Hypothetical questions and scenarios can be an extremely useful tool in planning and research. When applied to specific circumstances they allow us to create valuable contingency plans and obtain insight regarding novel situations.
The British Army call contingency planning “Immediate Actions Drills” i.e. the actions to be made in the event that a particular hypothetical scenario occurs. An example would be a commander briefing his men for a recce patrol:
“Actions on contact with the enemy will be to break contact and re-group at the last designated RV point.”
Given that objectives determine methods this may be very different if the commander was leading a fighting patrol in which case the orders may be to take on and defeat the enemy.
In a sporting context, hypothetical scenario planning can be extremely helpful too.
- What type of game plan should we adopt if it is raining?
- How will we adapt if the opposition select player Y who plays more of a kicking game instead of player X who passes more?
- If a key player who is just returning from injury passes a fitness test should he start or be put on the bench?
In my opinion the key aspect to any hypothetical is “When applied to specific circumstances…” as these circumstances are the parameters for potential solutions. What works for one team or coach will not necessarily work for another due to the many different variables such as strengths, weaknesses, environment, technical ability etc etc.
It is becoming increasingly common, however, for hypothetical scenarios and questions to be posed in interviews to coaches or to followers on social media with little to no context. Questions such as “If you could only do one exercise what would it be?” or statements like “All other things being equal the stronger/faster/more flexible athlete will always win” really irritate me as I see them as being utterly pointless.
I cannot envisage any situation where someone could only do one exercise. In sport all things bar one are never equal and even if they were the statement is a worthless as it is merely a set up to confirm the particular bias that the author has.
In a similar vein “True or False” statements, which take a subject with a great many variables and boil it down to a one word answer, are equally useless but increasingly popular. True or False may work well in binary code but in the world of sport which is never black and white but many shades of grey it fails to spark, or add value to, worthwhile debate.

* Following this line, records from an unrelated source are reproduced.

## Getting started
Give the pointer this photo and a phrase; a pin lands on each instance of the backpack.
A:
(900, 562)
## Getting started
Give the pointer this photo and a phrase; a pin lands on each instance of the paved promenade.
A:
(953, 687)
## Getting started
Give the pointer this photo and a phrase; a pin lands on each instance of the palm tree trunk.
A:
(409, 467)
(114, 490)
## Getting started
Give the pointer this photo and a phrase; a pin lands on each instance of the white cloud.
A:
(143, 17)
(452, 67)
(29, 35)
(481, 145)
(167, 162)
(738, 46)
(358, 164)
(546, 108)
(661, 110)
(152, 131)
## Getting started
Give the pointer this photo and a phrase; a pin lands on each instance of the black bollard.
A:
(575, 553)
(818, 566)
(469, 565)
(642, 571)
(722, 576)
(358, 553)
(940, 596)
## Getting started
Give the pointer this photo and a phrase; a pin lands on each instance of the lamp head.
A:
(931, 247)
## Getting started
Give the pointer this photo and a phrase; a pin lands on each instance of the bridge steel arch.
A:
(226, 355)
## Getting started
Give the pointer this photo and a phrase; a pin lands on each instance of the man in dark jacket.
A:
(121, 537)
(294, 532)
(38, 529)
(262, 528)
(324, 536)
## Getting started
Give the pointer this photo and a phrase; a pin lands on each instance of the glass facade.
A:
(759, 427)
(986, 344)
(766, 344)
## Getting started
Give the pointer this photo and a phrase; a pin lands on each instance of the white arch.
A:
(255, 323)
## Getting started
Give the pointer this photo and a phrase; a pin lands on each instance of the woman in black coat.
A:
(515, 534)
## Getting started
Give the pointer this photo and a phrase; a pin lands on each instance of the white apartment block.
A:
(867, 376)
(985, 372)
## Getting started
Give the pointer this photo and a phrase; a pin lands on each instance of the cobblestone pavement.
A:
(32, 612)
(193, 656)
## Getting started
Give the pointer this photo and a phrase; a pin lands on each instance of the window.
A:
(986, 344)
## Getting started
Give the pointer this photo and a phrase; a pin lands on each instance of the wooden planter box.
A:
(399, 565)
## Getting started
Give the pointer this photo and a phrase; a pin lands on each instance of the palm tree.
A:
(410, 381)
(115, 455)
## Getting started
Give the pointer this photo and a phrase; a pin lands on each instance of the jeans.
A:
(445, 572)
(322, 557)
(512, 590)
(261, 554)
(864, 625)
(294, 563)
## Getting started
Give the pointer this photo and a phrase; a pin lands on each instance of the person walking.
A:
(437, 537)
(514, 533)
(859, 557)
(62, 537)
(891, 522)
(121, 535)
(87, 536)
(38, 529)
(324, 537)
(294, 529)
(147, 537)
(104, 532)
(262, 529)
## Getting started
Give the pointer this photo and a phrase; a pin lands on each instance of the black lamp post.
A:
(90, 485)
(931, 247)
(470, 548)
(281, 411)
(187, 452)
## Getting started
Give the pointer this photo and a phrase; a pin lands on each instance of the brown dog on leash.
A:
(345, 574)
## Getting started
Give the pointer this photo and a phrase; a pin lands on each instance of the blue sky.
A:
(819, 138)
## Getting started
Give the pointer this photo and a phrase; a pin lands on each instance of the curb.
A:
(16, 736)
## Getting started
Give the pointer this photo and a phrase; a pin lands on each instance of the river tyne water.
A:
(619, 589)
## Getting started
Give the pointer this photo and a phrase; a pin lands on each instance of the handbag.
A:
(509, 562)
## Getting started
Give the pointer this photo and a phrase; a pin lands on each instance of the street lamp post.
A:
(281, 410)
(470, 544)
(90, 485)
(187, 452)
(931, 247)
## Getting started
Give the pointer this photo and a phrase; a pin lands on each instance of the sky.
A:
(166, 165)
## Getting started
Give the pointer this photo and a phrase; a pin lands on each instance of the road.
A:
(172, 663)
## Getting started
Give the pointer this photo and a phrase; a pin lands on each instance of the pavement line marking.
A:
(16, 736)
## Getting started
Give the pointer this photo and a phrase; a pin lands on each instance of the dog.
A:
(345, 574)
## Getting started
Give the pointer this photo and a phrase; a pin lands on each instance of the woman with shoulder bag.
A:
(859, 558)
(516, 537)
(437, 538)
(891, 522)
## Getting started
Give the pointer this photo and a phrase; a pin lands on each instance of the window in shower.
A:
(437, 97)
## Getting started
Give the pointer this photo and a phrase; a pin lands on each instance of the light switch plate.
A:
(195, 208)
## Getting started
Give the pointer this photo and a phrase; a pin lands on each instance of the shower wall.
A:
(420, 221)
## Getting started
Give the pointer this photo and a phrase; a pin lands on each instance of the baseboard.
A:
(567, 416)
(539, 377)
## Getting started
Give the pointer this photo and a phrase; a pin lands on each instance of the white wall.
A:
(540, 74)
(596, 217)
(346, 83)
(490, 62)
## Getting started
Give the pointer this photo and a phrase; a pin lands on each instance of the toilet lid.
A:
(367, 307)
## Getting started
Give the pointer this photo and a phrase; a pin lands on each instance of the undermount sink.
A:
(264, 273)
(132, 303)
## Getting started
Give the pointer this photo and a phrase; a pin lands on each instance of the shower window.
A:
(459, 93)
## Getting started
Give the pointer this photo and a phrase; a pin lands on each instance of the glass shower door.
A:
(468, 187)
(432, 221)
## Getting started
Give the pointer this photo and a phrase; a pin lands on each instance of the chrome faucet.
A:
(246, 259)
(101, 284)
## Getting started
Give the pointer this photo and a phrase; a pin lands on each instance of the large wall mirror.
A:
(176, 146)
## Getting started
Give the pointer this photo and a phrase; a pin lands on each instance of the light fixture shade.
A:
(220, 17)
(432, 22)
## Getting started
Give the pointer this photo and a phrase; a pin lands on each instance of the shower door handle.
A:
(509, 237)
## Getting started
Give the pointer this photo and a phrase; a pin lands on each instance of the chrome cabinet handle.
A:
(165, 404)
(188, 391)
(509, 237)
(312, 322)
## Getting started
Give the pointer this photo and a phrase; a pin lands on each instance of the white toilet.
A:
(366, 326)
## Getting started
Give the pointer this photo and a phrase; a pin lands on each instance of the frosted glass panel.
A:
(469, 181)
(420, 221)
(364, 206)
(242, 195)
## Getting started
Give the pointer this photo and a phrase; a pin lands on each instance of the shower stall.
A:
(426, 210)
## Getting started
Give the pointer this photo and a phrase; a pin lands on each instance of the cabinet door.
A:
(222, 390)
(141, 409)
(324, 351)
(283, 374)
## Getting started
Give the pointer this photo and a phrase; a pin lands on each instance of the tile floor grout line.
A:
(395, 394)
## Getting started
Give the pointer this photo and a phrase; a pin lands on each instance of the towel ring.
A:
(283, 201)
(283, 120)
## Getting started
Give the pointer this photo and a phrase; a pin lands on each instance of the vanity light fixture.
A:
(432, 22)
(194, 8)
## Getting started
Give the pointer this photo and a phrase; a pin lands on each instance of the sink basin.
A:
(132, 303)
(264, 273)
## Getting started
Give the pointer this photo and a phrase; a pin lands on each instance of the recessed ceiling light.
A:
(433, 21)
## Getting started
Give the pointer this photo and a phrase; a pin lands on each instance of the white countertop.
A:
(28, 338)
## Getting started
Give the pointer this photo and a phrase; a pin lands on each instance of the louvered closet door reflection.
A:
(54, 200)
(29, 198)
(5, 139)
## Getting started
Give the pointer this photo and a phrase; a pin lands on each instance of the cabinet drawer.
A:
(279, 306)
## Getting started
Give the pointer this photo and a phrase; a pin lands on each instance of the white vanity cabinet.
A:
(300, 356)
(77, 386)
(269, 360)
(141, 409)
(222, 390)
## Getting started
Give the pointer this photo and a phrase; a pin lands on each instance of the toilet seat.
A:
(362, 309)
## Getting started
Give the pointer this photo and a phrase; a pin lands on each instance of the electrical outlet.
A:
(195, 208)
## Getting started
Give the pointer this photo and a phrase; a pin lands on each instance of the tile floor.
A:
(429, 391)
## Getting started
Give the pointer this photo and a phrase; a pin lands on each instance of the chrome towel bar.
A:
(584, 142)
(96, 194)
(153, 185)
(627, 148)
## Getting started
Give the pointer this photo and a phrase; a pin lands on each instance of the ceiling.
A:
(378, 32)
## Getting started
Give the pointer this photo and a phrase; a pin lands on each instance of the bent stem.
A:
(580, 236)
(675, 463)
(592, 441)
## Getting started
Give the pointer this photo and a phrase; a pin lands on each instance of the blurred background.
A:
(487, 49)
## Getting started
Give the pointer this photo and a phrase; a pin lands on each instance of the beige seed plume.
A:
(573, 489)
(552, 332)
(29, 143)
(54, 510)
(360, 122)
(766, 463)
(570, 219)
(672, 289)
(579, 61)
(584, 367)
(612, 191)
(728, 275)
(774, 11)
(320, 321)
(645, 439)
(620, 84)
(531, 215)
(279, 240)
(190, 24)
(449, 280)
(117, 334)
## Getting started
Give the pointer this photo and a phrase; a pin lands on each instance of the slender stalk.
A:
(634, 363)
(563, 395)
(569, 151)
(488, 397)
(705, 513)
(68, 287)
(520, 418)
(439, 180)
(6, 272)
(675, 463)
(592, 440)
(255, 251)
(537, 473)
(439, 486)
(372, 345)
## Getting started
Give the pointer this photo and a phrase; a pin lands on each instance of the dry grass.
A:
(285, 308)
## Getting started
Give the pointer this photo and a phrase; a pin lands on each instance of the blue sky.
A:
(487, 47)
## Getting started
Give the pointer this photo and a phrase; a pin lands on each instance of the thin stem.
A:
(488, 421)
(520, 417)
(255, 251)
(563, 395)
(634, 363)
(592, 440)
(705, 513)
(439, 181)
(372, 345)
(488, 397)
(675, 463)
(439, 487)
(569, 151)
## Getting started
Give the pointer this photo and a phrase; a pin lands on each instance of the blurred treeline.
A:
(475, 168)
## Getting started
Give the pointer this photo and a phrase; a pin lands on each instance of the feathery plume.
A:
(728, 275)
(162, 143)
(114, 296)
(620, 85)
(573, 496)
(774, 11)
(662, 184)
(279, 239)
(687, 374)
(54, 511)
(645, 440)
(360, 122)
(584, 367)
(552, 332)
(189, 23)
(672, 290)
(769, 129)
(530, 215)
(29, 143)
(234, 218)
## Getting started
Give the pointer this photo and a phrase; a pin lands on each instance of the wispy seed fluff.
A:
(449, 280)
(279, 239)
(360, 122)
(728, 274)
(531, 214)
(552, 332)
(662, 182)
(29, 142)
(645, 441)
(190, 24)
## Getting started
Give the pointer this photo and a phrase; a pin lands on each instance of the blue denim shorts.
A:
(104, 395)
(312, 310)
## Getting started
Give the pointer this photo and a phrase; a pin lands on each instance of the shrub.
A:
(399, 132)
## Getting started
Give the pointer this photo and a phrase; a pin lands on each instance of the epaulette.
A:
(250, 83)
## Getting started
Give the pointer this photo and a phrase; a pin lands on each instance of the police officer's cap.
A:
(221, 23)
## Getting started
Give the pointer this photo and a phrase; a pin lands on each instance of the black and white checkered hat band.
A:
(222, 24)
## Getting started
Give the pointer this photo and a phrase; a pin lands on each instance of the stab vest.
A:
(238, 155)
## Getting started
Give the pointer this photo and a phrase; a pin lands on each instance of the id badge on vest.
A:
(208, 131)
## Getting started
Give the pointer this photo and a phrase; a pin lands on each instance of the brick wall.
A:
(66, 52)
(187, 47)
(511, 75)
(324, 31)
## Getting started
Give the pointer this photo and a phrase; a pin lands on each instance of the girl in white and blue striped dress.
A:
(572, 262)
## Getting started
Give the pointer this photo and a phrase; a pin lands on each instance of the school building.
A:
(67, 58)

A recent example on Twitter was “True or False – For athletes, deadlifts take out more than they give back.” Cue much arguing about whether deadlifts are functional or non functional (I still don’t see how an exercise can be non functional), hard or easy to teach, general or specific and so on. However, without context the question and subsequent debate was meaningless. The answer will always be “It depends…..”
Who are the athletes? What sport do they play? What is their training/injury history? What are the loading/volume parameters?
The deadlift is a competition exercise for a powerlifter and therefore highly specific. Given the maximal nature of their sport it is likely to be trained at a higher intensity thus inducing higher levels of fatigue. For a teenage rugby player though it would be a more general exercise and if the focus was on correct technique using sub maximal loads and low reps unlikely to impact much on fatigue……….perhaps?
Case studies are far more valuable as they provide all the relevant information on a specific individual or team together with the course of action taken and reasons why. Hypothetical questions can then be posed within this framework as a method to stimulate discussion.
Darren Roberts, High Performance Manager at Red Bull, has started a series of very interesting and well detailed blogs following the rehab of some of the athletes he works with such as Taylor Vernon, Dan Atherton and Danny MacAskill. This requires the coach and athlete to be willing to share a great deal of information in the knowledge that any resulting dialogue will benefit them just as much.
But this requires time and effort – far easier to toss out a slightly controversial 140 characters and see how many “likes” or “retweets” you can garner.
I would encourage you to re-examine your planning process and see where hypothetical questions could help you find the nearest paddle shop if you find yourself heading up Shit Creek. I would also encourage you to share situations you have faced with other coaches and ask them what they would have done – you will both learn from the process.